On Fri Mar 24 13:43:29 2006, Arnt Gulbrandsen wrote:
Dave Cridland writes:
On Fri Mar 24 00:25:37 2006, Ken Murchison wrote:
I was tasked at Tuesday's Sieve WG meeting with trying to make
the language in the subaddress draft even more general than it
currently is, but as Philip noted in another thread, doing so
makes it very difficult to describe when :detail is
present/empty/not present. I have not found a way to describe
these states without relying on some type of 'delimiter' or
'separator'.
Consider this a plea for some suggested text.
I think much of Ken's problem here is that he's trying to build a
standard method for doing something with unstandardized local part
formats.
Agreed.
Perhaps what's actually needed is some kind of informational
document describing various mechanisms that exist for
subaddressing and similar local-part "encodings", and then using
the subaddress Sieve extension to access those encodings.
Maybe. But that paragraph brings forth RFC 1925 in my mind.
Specifically, 6a, but also 6, 7, 7a and 8.

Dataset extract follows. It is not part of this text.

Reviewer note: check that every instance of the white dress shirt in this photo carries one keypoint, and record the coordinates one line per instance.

You have a sound point, although my premise for moving the definition
to a distinct document was primarily because it's useful on its own,
see (5).
How about just specifying that
a) this extension is limited to subaddresses which use separators,
b) a future extension may lift that restriction, and
c) the separator may consist of one character, of several
characters or even of a zero-width boundary such as e.g. "letter on
one side, nonletter on the other"?
I'm mildly concerned you're infringing on (9) and (10), but if we're
going to dump any idea of addressing subaddresses further [if you can
follow that] then I'd like to canvas implementors on what they think
a subaddress is, whether it sometimes/usually fits this description,
and whether we might as well chop it further. (Say, by insisting on a
'+' postfix ).
FWIW, trying to bend in VERP and similar mechanisms strikes me as (5).
Arnt
(who thinks 1925 should be on the standards track)
I think you could advance it straight to Draft status on the basis of
multiple independent interoperable implementations, at least.
Dave.
--
You see things; and you say "Why?"
But I dream things that never were; and I say "Why not?"